João Mário já é do Benfica. Sporting e Inter vão para tribunal

O médio já trabalha de águia ao peito, mas leões falam de "expediente" usado por Inter e jogador para fintar cláusula antirrivais. Os italianos estão indignados com os leões e também vão para a justiça.

João Mário é, desde ontem, jogador do Benfica. O médio de 28 anos assinou contrato válido por cinco temporadas, foi anunciado e começou de imediato a trabalhar às ordens do treinador Jorge Jesus. "Muito feliz pelo primeiro dia como jogador do Benfica. Chego com muita vontade, determinação e desejo de dar 200% em todos os momentos. Que seja o início de uma grande e longa caminhada juntos", escreveu o jogador nas redes sociais.

Refira-se que João Mário esteve, anteontem, em Itália onde foi acertar a desvinculação com o Inter Milão, numa operação que surpreendeu o Sporting, que reclama uma indemnização de 30 milhões de euros por conta de uma cláusula antirrivais inserida no contrato de venda dos direitos do jogador em 2016. Com rescisão, a cláusula antirrivais terá, em teoria, ficado sem efeito, e internacional português ficou livre para assinar pelo Benfica.

Contudo, este é um caso que promete dar que falar, pois o Sporting está determinado a ir até às últimas consequências para salvaguardar os seus interesses, afinal não compreende por que razão os nerazzurri recusaram a proposta leonina de cinco milhões de euros, dos quais dois milhões eram por objetivos, para aquisição dos direitos desportivos e económicos do atleta, para agora o verem sair, teoricamente, a custo zero. A proposta, na altura, ficou aquém da oferecida pelo Benfica, que terá chegado aos 7,5 milhões.

Em comunicado, os leões recordaram que, em 2016, o Inter e João Mário "comprometeram-se a efetuar um pagamento adicional de 30 milhões de euros", que seria acionado se o jogador "viesse a ser inscrito a favor de clubes portugueses". Nesse contexto, recordam que a rescisão contratual entre as duas partes surge depois de o Inter ter "recusado uma proposta" dos leões. "É convicção do Conselho de Administração da Sporting SAD que foi usado um expediente para que o Inter e o jogador se procurassem eximir ao que contrataram. Esse expediente só ilustra que todas as partes sabiam as obrigações que assumiram", justifica o Sporting, garantindo que irá "defender os seus interesses em sede própria, responsabilizando os intervenientes pelos danos causados e pelo incumprimento das obrigações assumidas".

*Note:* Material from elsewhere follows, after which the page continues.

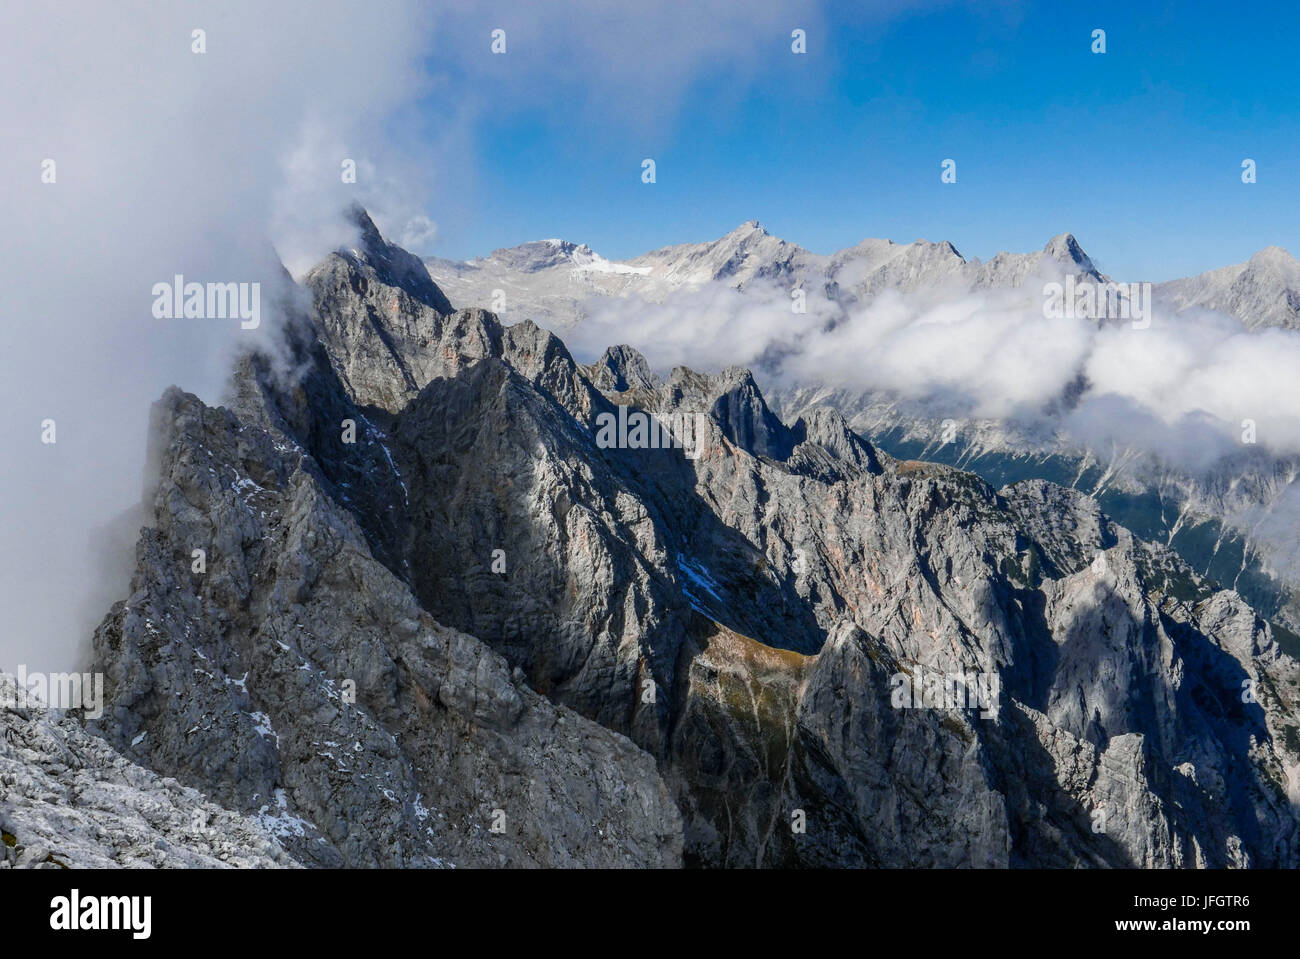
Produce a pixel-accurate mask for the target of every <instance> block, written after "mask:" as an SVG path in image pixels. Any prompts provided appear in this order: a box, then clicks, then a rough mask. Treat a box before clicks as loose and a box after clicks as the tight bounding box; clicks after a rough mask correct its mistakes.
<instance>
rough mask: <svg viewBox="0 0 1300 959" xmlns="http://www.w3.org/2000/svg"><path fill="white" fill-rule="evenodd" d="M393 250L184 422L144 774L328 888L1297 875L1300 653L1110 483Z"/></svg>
mask: <svg viewBox="0 0 1300 959" xmlns="http://www.w3.org/2000/svg"><path fill="white" fill-rule="evenodd" d="M376 237H377V234H376ZM370 243H372V244H380V243H382V240H381V239H374V238H372V240H370ZM381 249H383V251H387V249H389V248H387V246H386V244H385V246H383V247H382V248H381ZM390 256H393V253H391V252H390ZM376 260H377V257H376V255H374V251H372V249H359V251H355V252H352V253H350V255H339V256H335V257H331V259H330V260H328V261H326V262H325V264H322V265H321V268H318V269H317V270H315V272H313V273H312V274H311V275H309V277H308V281H307V282H308V288H309V291H311V295H312V298H313V312H315V316H312V317H298V318H295V320H292V321H291V322H289V325H287V326H286V330H285V356H281V357H265V356H248V357H246V359H244V361H243V363H242V364H240V366H239V369H238V370H237V374H235V378H234V390H233V399H231V403H230V408H229V409H225V408H217V409H214V408H208V407H205V405H204V404H201V403H200V402H198V400H196V399H195V398H192V396H188V395H186V394H183V392H181V391H178V390H173V391H170V392H168V394H166V395H165V396H164V398H162V400H161V402H160V403H159V405H157V408H156V430H155V431H156V441H155V454H153V461H155V463H156V464H157V474H159V482H157V487H156V489H155V490H153V491H152V492H151V495H149V512H151V518H149V525H148V528H147V529H146V530H143V533H142V537H140V542H139V547H138V569H136V574H135V578H134V582H133V593H131V596H130V598H129V599H126V600H125V602H122V603H120V604H117V606H116V607H114V608H113V611H112V612H110V613H109V616H108V617H107V619H105V621H104V624H103V625H101V626H100V629H99V630H98V633H96V637H95V651H96V656H98V659H99V663H100V665H101V667H103V669H104V671H105V672H107V676H108V694H109V706H108V710H107V712H105V715H104V719H103V720H101V721H100V722H99V724H98V725H94V726H92V729H95V730H98V732H100V733H101V734H103V735H104V737H105V738H107V739H108V741H109V742H110V743H113V746H114V747H116V748H117V750H118V751H120V752H121V754H122V755H123V756H126V758H127V759H130V760H131V761H134V763H138V764H139V765H143V767H147V768H149V769H153V771H156V772H159V773H161V774H165V776H173V777H175V778H177V780H178V781H179V782H182V784H185V785H187V786H192V787H196V789H199V790H201V791H203V793H204V794H207V795H208V797H209V798H211V799H212V800H214V802H217V803H220V804H221V806H222V807H225V808H226V810H230V811H233V812H235V813H239V815H242V816H244V817H246V819H248V820H252V821H256V823H259V824H260V825H261V828H263V829H264V830H266V832H270V833H273V834H274V836H276V839H277V842H278V843H281V846H282V849H283V850H286V851H287V855H290V856H292V859H294V860H295V862H300V863H305V864H356V865H438V864H446V863H451V864H461V863H463V864H482V865H498V864H504V865H530V864H537V865H546V864H560V865H673V864H677V863H681V862H685V863H688V864H694V865H714V867H720V865H725V867H766V865H871V867H889V865H940V867H961V865H995V867H1018V865H1152V867H1188V865H1282V867H1295V865H1297V864H1300V863H1297V855H1300V851H1297V850H1300V842H1297V839H1300V817H1297V811H1296V810H1297V806H1300V703H1297V698H1300V668H1297V665H1296V661H1295V660H1294V659H1291V658H1290V656H1288V655H1286V654H1284V652H1283V651H1282V650H1281V648H1279V645H1278V638H1277V637H1275V634H1274V630H1273V628H1271V626H1270V625H1269V624H1268V622H1266V621H1265V620H1264V619H1261V617H1260V616H1258V615H1257V613H1256V612H1255V611H1253V609H1252V608H1251V607H1249V606H1248V604H1247V603H1245V602H1244V600H1243V599H1242V598H1240V596H1239V595H1238V594H1235V593H1231V591H1226V590H1219V589H1218V587H1217V586H1214V585H1213V583H1210V582H1209V581H1205V580H1203V578H1201V577H1199V576H1197V574H1196V573H1195V572H1193V570H1192V569H1190V568H1188V567H1187V565H1186V564H1184V563H1183V561H1182V560H1179V557H1178V556H1177V555H1174V554H1173V552H1170V551H1169V550H1167V548H1165V547H1161V546H1154V544H1151V543H1147V542H1143V541H1141V539H1139V538H1138V537H1135V535H1132V534H1131V533H1130V531H1128V530H1127V529H1125V528H1122V526H1119V525H1117V524H1115V522H1114V521H1113V520H1110V518H1109V517H1108V516H1106V515H1105V513H1102V512H1101V509H1100V508H1099V507H1097V504H1096V502H1095V500H1092V499H1089V498H1087V496H1084V495H1080V494H1078V492H1075V491H1071V490H1066V489H1061V487H1058V486H1053V485H1050V483H1047V482H1041V481H1030V482H1021V483H1015V485H1011V486H1008V487H1004V489H1001V490H996V489H993V487H992V486H989V485H988V483H987V482H984V481H982V480H980V478H978V477H975V476H972V474H970V473H965V472H961V470H957V469H952V468H949V467H943V465H936V464H930V463H919V461H905V460H897V459H894V457H891V456H888V455H885V454H883V452H881V451H879V450H878V448H875V447H874V446H872V444H870V443H868V442H866V441H865V439H863V438H862V437H859V435H858V434H857V433H854V430H852V429H850V426H849V425H848V422H846V421H845V418H844V417H842V416H841V415H839V413H836V412H833V411H831V409H816V411H809V412H807V413H806V415H805V416H802V417H801V418H800V420H797V421H794V422H790V424H787V422H783V421H781V418H779V417H777V416H776V415H775V413H774V412H772V411H771V409H770V408H768V407H767V403H766V400H764V398H763V394H762V391H761V390H759V389H758V386H757V383H755V382H754V379H753V377H750V376H749V373H748V372H745V370H738V369H731V370H725V372H723V373H720V374H716V376H708V374H701V373H695V372H692V370H686V369H679V370H673V373H672V374H671V376H669V377H668V378H667V381H659V379H658V378H655V377H654V376H653V374H651V373H650V370H649V366H647V365H646V364H645V361H643V360H642V359H641V357H640V356H638V355H637V353H636V351H633V350H630V348H627V347H621V348H615V350H611V351H610V352H607V353H606V355H604V356H603V357H602V359H601V361H598V363H597V364H593V365H590V366H584V365H581V364H577V363H576V361H575V360H573V359H572V357H571V356H569V353H568V351H567V350H565V347H564V344H563V343H562V342H560V340H559V339H556V338H555V337H552V335H551V334H547V333H545V331H542V330H539V329H537V327H536V326H533V325H530V324H519V325H515V326H503V325H502V324H500V322H499V321H498V320H497V318H495V317H494V316H493V314H490V313H486V312H484V311H460V312H450V311H447V309H446V307H445V304H442V303H441V301H439V300H438V299H437V298H435V296H432V295H429V294H428V291H426V290H425V291H424V292H422V294H421V292H420V290H421V288H422V281H419V278H417V279H416V281H415V282H411V281H409V277H403V275H400V274H395V273H393V272H389V273H386V274H385V273H382V272H381V270H378V269H377V268H376V266H374V265H373V264H374V262H376ZM407 287H411V288H407ZM285 370H292V372H291V373H289V372H285ZM642 415H645V416H643V418H642ZM348 424H351V428H352V433H351V434H350V433H348ZM611 424H616V425H617V426H619V429H616V430H611V431H608V433H607V431H603V428H606V426H608V425H611ZM660 426H662V428H663V429H662V430H660ZM350 435H351V442H348V437H350ZM611 437H612V441H611ZM198 550H201V551H203V554H201V556H200V555H199V554H196V552H195V551H198ZM200 559H201V563H200Z"/></svg>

Ou seja, os leões vão seguir a via judicial para que o Inter pague os 30 milhões de euros da cláusula antirrivais. Só que os italianos também não vão ficar de braços cruzados e, em comunicado, consideraram "inaceitáveis, extremamente sérias e, sobretudo, sem fundo verdadeiro" e, como tal, o Inter garante que irá "proteger a sua imagem e reptação nos fóruns apropriados".

Na rota de Futre e Simão

João Mário vai usar na Luz o número 17, o mesmo que envergou na época passada no Sporting, onde esteve emprestado pelo Inter, e se tornou importante na conquista do título leonino, que quebrou um jejum de 19 anos.

O médio era um dos pedidos de Jorge Jesus para a nova temporada para fazer face a uma das principais lacunas que o técnico tinha identificado no plantel - o meio-campo. João Mário tornou-se na contratação mais sonante do Benfica até ao momento, depois de anunciados os atacantes Gil Dias (ex-Mónaco) e Rodrigo Pinho (ex-Marítimo).

Este é só mais um exemplo no já extenso rol de futebolistas formados pelo Sporting que, mais tarde, jogaram no Benfica. Os casos mais emblemáticos foram os de Simão Sabrosa e Paulo Futre. O primeiro acabou por se tornar ídolo e capitão e, esta época, regressou mesmo à Luz para ser diretor para as relações internacionais, tendo sido contratado pelo Benfica em 1999, depois de duas épocas no Barcelona, clube que o tinha contratado ao Sporting com apenas 20 anos. Neste caso, os leões não exerceram a opção de compra e o jovem extremo "fugiu" para o rival, num caso semelhante ao de Paulo Futre, que em 1993 deixou o Atlético de Madrid, tendo o Benfica ganho a corrida ao Sporting.

Há ainda casos como os de Carlos Martins, Yannick Djaló, Marco Caneira, Dani, Jorge Cadete ou Fernando Mendes... João Mário é o senhor que se segue. Serão à partida cinco anos de águia ao peito.